Cassis hat in einem SRF-Interview im Juni ein mögliches Entgegenkommen der Schweiz angedeutet und damit die Gewerkschaften auf die Palme getrieben. Dort haben sie sich festgekrallt. Paul Rechsteiner, St.Galler SP-Ständerat und Präsident des Schweizerischen Gewerkschaftsbunds (SGB), hat die Acht-Tage-Regel für «unverhandelbar» erklärt.
Die Debatte wird in einem für hiesige Verhältnisse gehässigen Tonfall geführt. «Seine Glaubwürdigkeit bei den Lohnabhängigen ist im Keller», sagte Rechsteiner im «SonntagsBlick» über Johann Schneider-Ammann. Im Interview mit dem «Tages-Anzeiger» gab dieser zurück: «Es gibt einen Herrn, der auf eine leicht törichte Art versucht, mich öffentlich zu denunzieren.»
Ob unter diesen Umständen ein Kompromiss möglich ist, scheint zumindest fraglich. Dabei stammt die Acht-Tage-Regel aus einer Zeit, als man sich noch brieflich anmelden musste, wie Schneider-Ammann im Interview mit AZ und watson erklärte. Sie sei im Jahr 2000 ziemlich handgestrickt entwickelt worden – unter anderem mit Beteiligung von Gewerkschaftsboss Paul Rechsteiner.

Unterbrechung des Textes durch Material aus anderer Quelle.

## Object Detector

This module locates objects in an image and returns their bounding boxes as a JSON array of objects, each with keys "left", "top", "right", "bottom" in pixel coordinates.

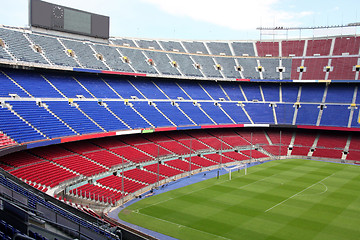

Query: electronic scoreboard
[{"left": 29, "top": 0, "right": 109, "bottom": 39}]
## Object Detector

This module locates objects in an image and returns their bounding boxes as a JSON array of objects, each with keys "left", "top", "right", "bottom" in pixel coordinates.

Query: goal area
[{"left": 224, "top": 163, "right": 247, "bottom": 180}]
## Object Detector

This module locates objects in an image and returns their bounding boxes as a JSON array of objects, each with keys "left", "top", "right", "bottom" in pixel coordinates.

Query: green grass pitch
[{"left": 119, "top": 160, "right": 360, "bottom": 240}]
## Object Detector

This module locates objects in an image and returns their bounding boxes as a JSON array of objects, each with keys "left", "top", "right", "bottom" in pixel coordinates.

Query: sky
[{"left": 0, "top": 0, "right": 360, "bottom": 40}]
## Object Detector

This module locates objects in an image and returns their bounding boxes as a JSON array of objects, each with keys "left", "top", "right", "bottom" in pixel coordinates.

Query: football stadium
[{"left": 0, "top": 0, "right": 360, "bottom": 240}]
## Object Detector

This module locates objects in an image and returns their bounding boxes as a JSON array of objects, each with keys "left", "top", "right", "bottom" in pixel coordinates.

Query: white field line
[
  {"left": 299, "top": 182, "right": 328, "bottom": 196},
  {"left": 133, "top": 171, "right": 278, "bottom": 212},
  {"left": 265, "top": 173, "right": 335, "bottom": 212},
  {"left": 136, "top": 212, "right": 230, "bottom": 240}
]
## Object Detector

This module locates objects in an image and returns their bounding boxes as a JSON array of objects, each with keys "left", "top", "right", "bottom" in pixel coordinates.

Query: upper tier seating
[
  {"left": 0, "top": 132, "right": 17, "bottom": 148},
  {"left": 129, "top": 80, "right": 166, "bottom": 99},
  {"left": 159, "top": 41, "right": 186, "bottom": 52},
  {"left": 118, "top": 48, "right": 157, "bottom": 74},
  {"left": 206, "top": 42, "right": 232, "bottom": 56},
  {"left": 28, "top": 34, "right": 80, "bottom": 67},
  {"left": 93, "top": 44, "right": 134, "bottom": 73},
  {"left": 135, "top": 39, "right": 162, "bottom": 50},
  {"left": 333, "top": 37, "right": 360, "bottom": 55},
  {"left": 8, "top": 101, "right": 75, "bottom": 138},
  {"left": 61, "top": 39, "right": 109, "bottom": 70},
  {"left": 256, "top": 42, "right": 279, "bottom": 57},
  {"left": 182, "top": 41, "right": 209, "bottom": 54},
  {"left": 0, "top": 72, "right": 29, "bottom": 97},
  {"left": 144, "top": 51, "right": 181, "bottom": 76},
  {"left": 5, "top": 70, "right": 62, "bottom": 98},
  {"left": 111, "top": 38, "right": 136, "bottom": 47},
  {"left": 0, "top": 28, "right": 48, "bottom": 64},
  {"left": 328, "top": 57, "right": 360, "bottom": 80},
  {"left": 231, "top": 42, "right": 255, "bottom": 56},
  {"left": 45, "top": 101, "right": 102, "bottom": 134},
  {"left": 0, "top": 62, "right": 360, "bottom": 143},
  {"left": 156, "top": 102, "right": 193, "bottom": 126},
  {"left": 0, "top": 27, "right": 360, "bottom": 80},
  {"left": 43, "top": 74, "right": 92, "bottom": 98},
  {"left": 281, "top": 40, "right": 305, "bottom": 57},
  {"left": 306, "top": 39, "right": 332, "bottom": 56},
  {"left": 0, "top": 107, "right": 46, "bottom": 143}
]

Der Lohnschutz an sich wird weder vom Wirtschaftsminister noch von Wirtschaftsvertretern in Frage gestellt. Als Entgegenkommen an die Linke wäre eine Aufstockung der Lohnkontrollen denkbar. Schneider-Ammann schloss dies im «Tages-Anzeiger» nicht aus. Fragt sich nur, ob die Gewerkschaften ohne Gesichtsverlust von ihrer eigenen «roten Linie» abrücken können.
Von der EU jedenfalls kann die Schweiz nicht viel erwarten, auch wenn sich der Europäische Gewerkschaftsbund in einem Brief an die EU-Kommission für ihre Position stark macht. «Ohne Entgegenkommen bei der Acht-Tage-Regel wird es nicht gehen», betont ein mit dem Schweiz-Dossier vertrauter EU-Vertreter in Brüssel auf Anfrage von watson.

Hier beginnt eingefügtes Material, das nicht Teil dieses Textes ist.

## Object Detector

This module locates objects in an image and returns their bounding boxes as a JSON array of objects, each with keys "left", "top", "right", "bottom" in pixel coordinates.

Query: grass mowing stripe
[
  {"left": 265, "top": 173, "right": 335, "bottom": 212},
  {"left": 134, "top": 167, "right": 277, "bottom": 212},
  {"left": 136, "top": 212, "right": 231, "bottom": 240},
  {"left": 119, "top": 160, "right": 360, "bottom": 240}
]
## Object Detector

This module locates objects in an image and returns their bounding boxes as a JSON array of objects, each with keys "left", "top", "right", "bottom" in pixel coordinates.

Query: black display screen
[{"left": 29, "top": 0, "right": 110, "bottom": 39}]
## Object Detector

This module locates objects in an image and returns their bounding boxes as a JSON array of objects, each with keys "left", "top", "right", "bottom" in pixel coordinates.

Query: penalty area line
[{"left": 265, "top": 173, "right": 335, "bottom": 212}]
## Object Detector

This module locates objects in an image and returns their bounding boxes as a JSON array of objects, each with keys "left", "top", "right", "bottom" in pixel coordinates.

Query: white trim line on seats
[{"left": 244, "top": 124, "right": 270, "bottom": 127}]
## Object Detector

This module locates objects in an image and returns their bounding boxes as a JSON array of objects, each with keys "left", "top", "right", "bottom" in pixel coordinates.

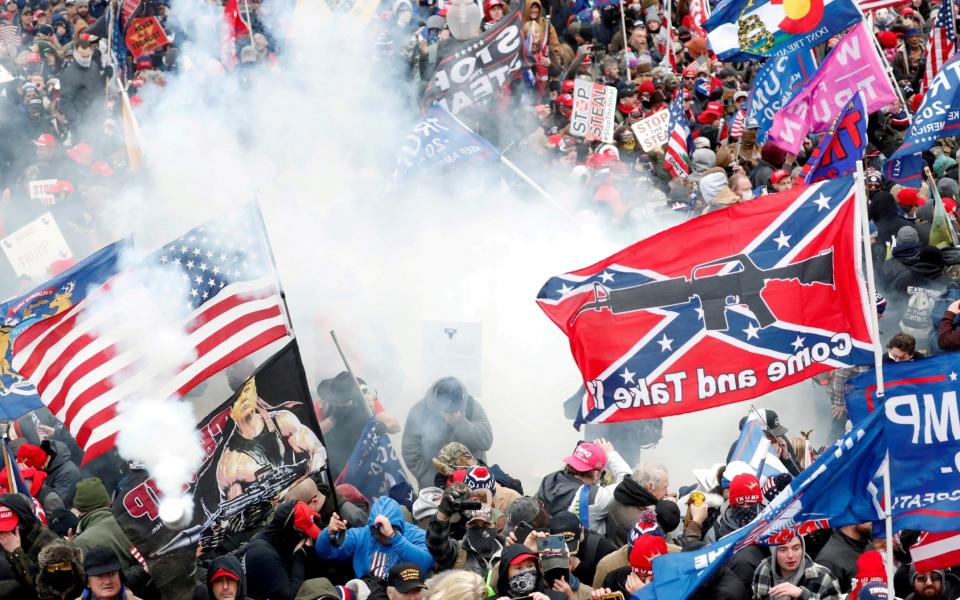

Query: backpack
[
  {"left": 900, "top": 287, "right": 943, "bottom": 354},
  {"left": 928, "top": 280, "right": 960, "bottom": 356}
]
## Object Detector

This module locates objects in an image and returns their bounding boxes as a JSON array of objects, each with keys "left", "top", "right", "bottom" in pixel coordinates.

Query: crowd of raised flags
[{"left": 0, "top": 0, "right": 960, "bottom": 600}]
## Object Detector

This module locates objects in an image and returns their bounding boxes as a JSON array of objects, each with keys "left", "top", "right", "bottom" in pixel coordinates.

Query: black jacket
[
  {"left": 243, "top": 502, "right": 306, "bottom": 600},
  {"left": 198, "top": 554, "right": 248, "bottom": 600},
  {"left": 60, "top": 61, "right": 107, "bottom": 127},
  {"left": 817, "top": 529, "right": 869, "bottom": 594}
]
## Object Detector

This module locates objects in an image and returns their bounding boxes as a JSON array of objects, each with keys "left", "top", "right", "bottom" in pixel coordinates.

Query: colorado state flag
[{"left": 703, "top": 0, "right": 861, "bottom": 62}]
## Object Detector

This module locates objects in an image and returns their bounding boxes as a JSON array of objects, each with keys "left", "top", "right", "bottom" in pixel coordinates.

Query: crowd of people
[{"left": 0, "top": 0, "right": 960, "bottom": 600}]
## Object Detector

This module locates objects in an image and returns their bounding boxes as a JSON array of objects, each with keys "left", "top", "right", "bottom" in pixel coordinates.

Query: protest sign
[
  {"left": 630, "top": 108, "right": 670, "bottom": 152},
  {"left": 29, "top": 179, "right": 57, "bottom": 200},
  {"left": 570, "top": 79, "right": 617, "bottom": 143},
  {"left": 126, "top": 17, "right": 170, "bottom": 58},
  {"left": 0, "top": 213, "right": 73, "bottom": 280}
]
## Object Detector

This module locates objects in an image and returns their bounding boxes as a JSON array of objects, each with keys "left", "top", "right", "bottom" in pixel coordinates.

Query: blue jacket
[{"left": 313, "top": 496, "right": 433, "bottom": 579}]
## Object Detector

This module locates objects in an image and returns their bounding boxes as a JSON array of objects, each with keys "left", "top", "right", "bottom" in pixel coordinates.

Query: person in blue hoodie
[{"left": 308, "top": 496, "right": 433, "bottom": 579}]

Er relativiert auch die Aussage von Ignazio Cassis, man sei sich in den übrigen Streitpunkten weitgehend einig. «Bei der Kohäsionsmilliarde und den staatlichen Beihilfen müsste der Bundesrat über seinen Schatten springen», sagt der EU-Beamte. Einzig bei der Streitbeilegung – lange wegen den «fremden Richtern» der vermeintlich grösste Stolperstein – sei man sich praktisch einig.
Allerdings droht in diesem Punkt Ungemach von rechts. Die SVP und ihre «zugewandten Orte» wittern im Schiedsgericht, das dem Europäischen Gerichtshof (EuGH) vorgelagert werden soll, eine Alibilösung. Am Ende entscheide doch der EuGH. Und die möglichen Sanktionen, wenn die Schweiz die Übernahme von EU-Recht verweigert, werden als Affront gegen die nationale Souveränität bezeichnet.

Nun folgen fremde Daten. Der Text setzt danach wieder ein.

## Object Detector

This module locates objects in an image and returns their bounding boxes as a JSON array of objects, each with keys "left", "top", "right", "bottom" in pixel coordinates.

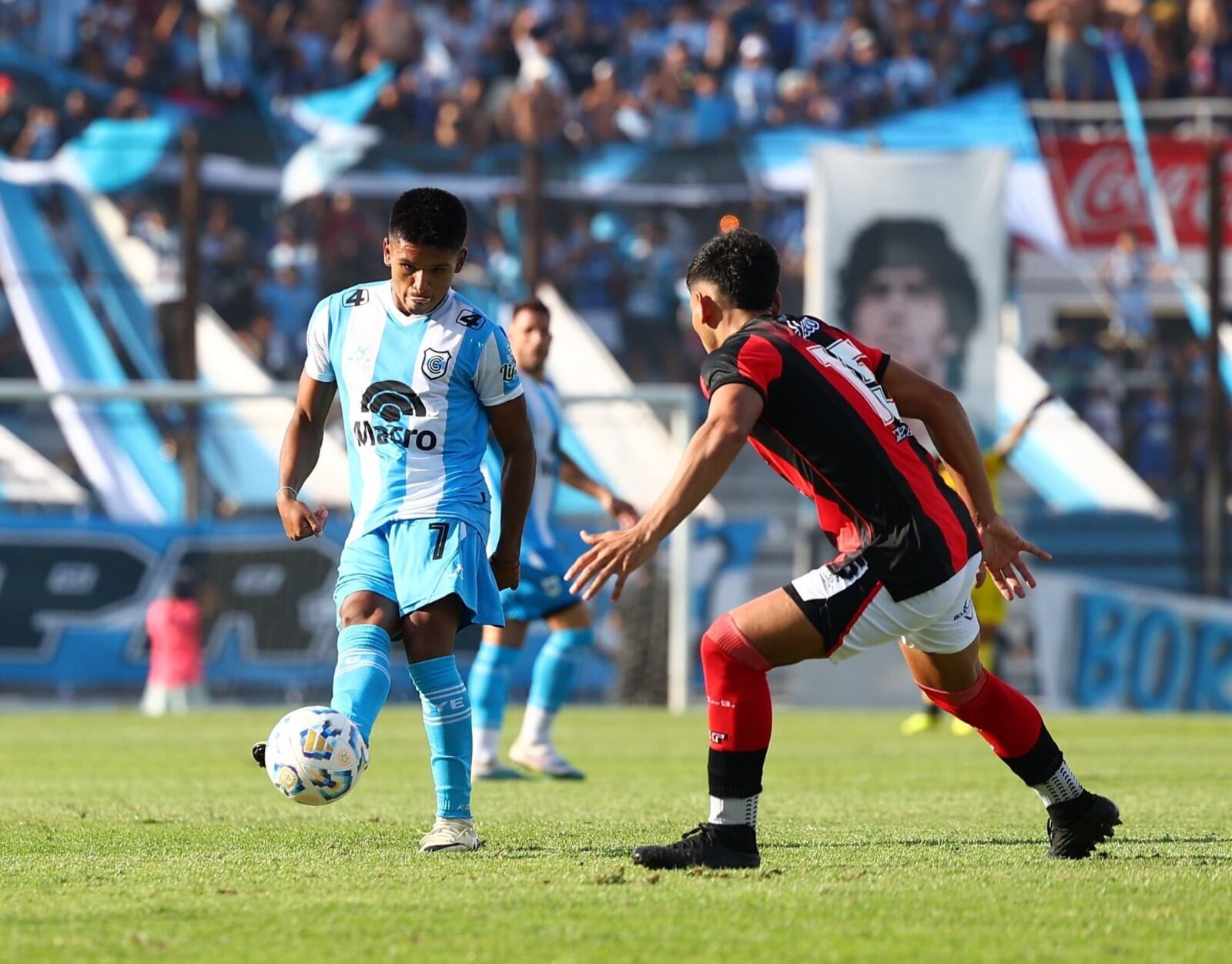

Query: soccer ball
[{"left": 265, "top": 706, "right": 368, "bottom": 806}]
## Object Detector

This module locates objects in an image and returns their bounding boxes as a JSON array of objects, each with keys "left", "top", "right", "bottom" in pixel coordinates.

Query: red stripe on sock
[
  {"left": 701, "top": 614, "right": 772, "bottom": 753},
  {"left": 920, "top": 669, "right": 1043, "bottom": 757}
]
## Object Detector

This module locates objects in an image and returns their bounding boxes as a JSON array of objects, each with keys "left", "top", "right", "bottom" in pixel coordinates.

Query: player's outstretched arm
[
  {"left": 881, "top": 361, "right": 1052, "bottom": 599},
  {"left": 488, "top": 394, "right": 534, "bottom": 589},
  {"left": 275, "top": 373, "right": 337, "bottom": 541},
  {"left": 564, "top": 382, "right": 764, "bottom": 601},
  {"left": 559, "top": 453, "right": 637, "bottom": 529}
]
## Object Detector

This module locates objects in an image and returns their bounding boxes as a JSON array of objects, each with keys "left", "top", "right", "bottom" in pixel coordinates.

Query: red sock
[
  {"left": 701, "top": 614, "right": 772, "bottom": 798},
  {"left": 920, "top": 669, "right": 1043, "bottom": 758}
]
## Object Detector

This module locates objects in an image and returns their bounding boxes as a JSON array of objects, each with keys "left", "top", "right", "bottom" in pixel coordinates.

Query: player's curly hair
[
  {"left": 839, "top": 218, "right": 979, "bottom": 341},
  {"left": 390, "top": 187, "right": 467, "bottom": 252},
  {"left": 685, "top": 228, "right": 778, "bottom": 310}
]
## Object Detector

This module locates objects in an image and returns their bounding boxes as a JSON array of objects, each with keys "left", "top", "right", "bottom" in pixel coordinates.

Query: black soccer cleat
[
  {"left": 633, "top": 823, "right": 762, "bottom": 870},
  {"left": 1049, "top": 790, "right": 1121, "bottom": 861}
]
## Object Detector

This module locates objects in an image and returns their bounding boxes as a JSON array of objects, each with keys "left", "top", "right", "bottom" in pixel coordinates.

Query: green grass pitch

Der Bundesrat ist nicht zu beneiden. Falls die Gewerkschaften bei den flankierenden Massnahmen stur bleiben, muss er entscheiden, ob er mit dem Rahmenabkommen gegen eine «unheilige Allianz» von SVP und Linken antreten will. Vor dem Volk wäre er nicht so chancenlos, wie immer behauptet wird, denn die Wählerschaft der Linken ist europafreundlicher als ihre Funktionäre. Doch der Vertrag könnte bereits im Parlament scheitern, der Scherbenhaufen wäre perfekt.
Genauso heikel aber wäre es, die Verhandlungen abzubrechen und auf bessere Zeiten zu hoffen. Die Position der EU dürfte sich eher verhärten, denn Kommissionspräsident Jean-Claude Juncker tritt im nächsten Jahr ab. Die Verhandlungen mit der Schweiz waren ihm ein persönliches Anliegen. Unter seinem Nachfolger oder seiner Nachfolgerin dürfte dies kaum mehr der Fall sein.
In Brüssel erkennt man dieses Dilemma durchaus. «Es braucht politischen Mut», meint der EU-Vertreter zum Anfang September fälligen Entscheid des Bundesrats, wie es weitergehen soll. Nur ist die Schweizer Politik nicht gerade für ihre mutigen Entscheide bekannt.